Il nous semble également important d'élargir l'accès de la police municipale à certains fichiers. Ainsi les garagistes ont accès à certains fichiers, alors que la police municipale ne dispose pas des autorisations nécessaires pour consulter les mêmes. Actuellement, elle doit s'adresser à la gendarmerie ou au commissariat local. À partir du moment où un agent dispose du droit de constater une infraction, il doit disposer du droit de consulter le fichier correspondant, sous réserve, bien entendu, de la mise en place d'un cadre juridique précis. Par ailleurs, la police municipale, devenue police territoriale, va être sollicitée, dans le cadre de la mise en place des zones de sécurité prioritaires, pour participer à l'oeuvre de sécurité. Or, nous avons constaté que souvent les conventions de coopération entre le maire disposant d'une police municipale et la police nationale ou la gendarmerie sont insuffisamment précises et pas assez synallagmatiques. Il faut notamment fixer avec précision qui fait quoi et dans quel cas une action commune est envisageable. Ces conventions doivent être beaucoup plus élaborées, beaucoup plus réfléchies. Les conventions devront également régler les problèmes de vidéo-protection. En effet, la vidéo-protection est un outil communal auquel a accès, par accord, la police nationale ou la gendarmerie.

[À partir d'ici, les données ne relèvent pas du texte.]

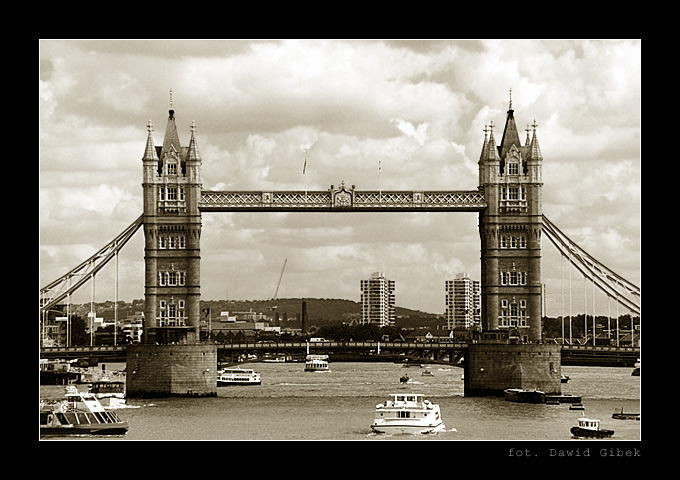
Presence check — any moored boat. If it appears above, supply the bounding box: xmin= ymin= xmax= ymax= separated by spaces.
xmin=305 ymin=355 xmax=330 ymax=372
xmin=504 ymin=388 xmax=545 ymax=403
xmin=371 ymin=393 xmax=445 ymax=434
xmin=89 ymin=380 xmax=125 ymax=410
xmin=40 ymin=386 xmax=129 ymax=436
xmin=217 ymin=367 xmax=262 ymax=387
xmin=570 ymin=417 xmax=614 ymax=438
xmin=612 ymin=408 xmax=640 ymax=420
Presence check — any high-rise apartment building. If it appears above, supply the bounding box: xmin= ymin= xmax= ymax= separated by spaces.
xmin=361 ymin=272 xmax=395 ymax=327
xmin=445 ymin=273 xmax=482 ymax=330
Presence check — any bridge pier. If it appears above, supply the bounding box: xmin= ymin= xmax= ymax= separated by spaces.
xmin=126 ymin=344 xmax=217 ymax=398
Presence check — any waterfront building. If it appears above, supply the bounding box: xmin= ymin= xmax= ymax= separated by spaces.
xmin=445 ymin=273 xmax=482 ymax=330
xmin=361 ymin=272 xmax=395 ymax=327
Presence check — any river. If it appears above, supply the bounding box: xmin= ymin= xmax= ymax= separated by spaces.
xmin=40 ymin=362 xmax=641 ymax=441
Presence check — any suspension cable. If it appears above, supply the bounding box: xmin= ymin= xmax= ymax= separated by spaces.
xmin=40 ymin=215 xmax=144 ymax=312
xmin=543 ymin=215 xmax=640 ymax=315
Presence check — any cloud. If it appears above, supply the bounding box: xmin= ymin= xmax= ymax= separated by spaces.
xmin=39 ymin=40 xmax=641 ymax=313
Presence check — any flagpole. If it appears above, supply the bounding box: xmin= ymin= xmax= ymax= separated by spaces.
xmin=302 ymin=149 xmax=307 ymax=198
xmin=378 ymin=160 xmax=382 ymax=203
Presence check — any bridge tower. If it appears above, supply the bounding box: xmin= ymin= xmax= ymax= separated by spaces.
xmin=126 ymin=104 xmax=217 ymax=398
xmin=142 ymin=109 xmax=201 ymax=344
xmin=479 ymin=100 xmax=543 ymax=342
xmin=465 ymin=98 xmax=561 ymax=396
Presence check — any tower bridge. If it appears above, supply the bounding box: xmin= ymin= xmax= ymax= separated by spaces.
xmin=40 ymin=96 xmax=640 ymax=395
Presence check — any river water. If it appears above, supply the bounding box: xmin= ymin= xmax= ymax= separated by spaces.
xmin=40 ymin=362 xmax=641 ymax=442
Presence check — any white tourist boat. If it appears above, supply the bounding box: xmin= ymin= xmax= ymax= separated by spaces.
xmin=40 ymin=385 xmax=129 ymax=436
xmin=371 ymin=393 xmax=445 ymax=434
xmin=305 ymin=355 xmax=329 ymax=372
xmin=89 ymin=379 xmax=125 ymax=410
xmin=217 ymin=367 xmax=262 ymax=387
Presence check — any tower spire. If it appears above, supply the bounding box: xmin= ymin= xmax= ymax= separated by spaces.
xmin=142 ymin=120 xmax=158 ymax=161
xmin=527 ymin=120 xmax=543 ymax=160
xmin=187 ymin=120 xmax=201 ymax=162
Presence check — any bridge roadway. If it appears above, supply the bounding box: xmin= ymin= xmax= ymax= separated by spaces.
xmin=40 ymin=341 xmax=640 ymax=367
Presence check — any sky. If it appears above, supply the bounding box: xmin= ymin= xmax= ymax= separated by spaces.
xmin=39 ymin=39 xmax=641 ymax=316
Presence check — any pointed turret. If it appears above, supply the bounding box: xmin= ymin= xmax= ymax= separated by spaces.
xmin=186 ymin=120 xmax=202 ymax=162
xmin=486 ymin=122 xmax=505 ymax=161
xmin=160 ymin=110 xmax=182 ymax=160
xmin=499 ymin=103 xmax=522 ymax=158
xmin=477 ymin=125 xmax=489 ymax=165
xmin=527 ymin=120 xmax=543 ymax=160
xmin=142 ymin=120 xmax=158 ymax=162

Notre rapport n'a pas vocation à tout bouleverser. Son but était de clarifier, de rassurer, de bien distinguer police municipale, police nationale et gendarmerie, et de réunifier le corps municipal du maintien de l'ordre pour lui donner un statut ou, à tout le moins, une existence cohérente.

À la suite de la publication de ce rapport, un débat en séance publique a eu lieu au Sénat, puis avec mon co-rapporteur René Vandierendonck, nous avons rencontré le ministre Manuel Valls, qui s'est montré très intéressé. Pour lui, ce rapport doit avoir une suite. René Vandierendonck et moi avons élaboré une proposition de loi qui est en cours de pré-négociations. Nous en avons parlé avec les services du ministère, nous organisons à nouveau des tables rondes avec les syndicats de police municipale et de gardes champêtres, avec pour objectif le dépôt d'une proposition de loi aboutie. Nous espérons son examen assez rapide. La notion de police territoriale est acceptée par le ministère de l'Intérieur et Manuel Valls s'est montré intéressé par une recomposition du paysage. Enfin, en ce qui concerne l'armement, il s'agit d'une prérogative du maire. Bien évidemment, cela nécessite un encadrement, une délimitation qui se précise dans la convention de négociation. Mais il n'est pas question de désarmer, ni d'armer tout le monde.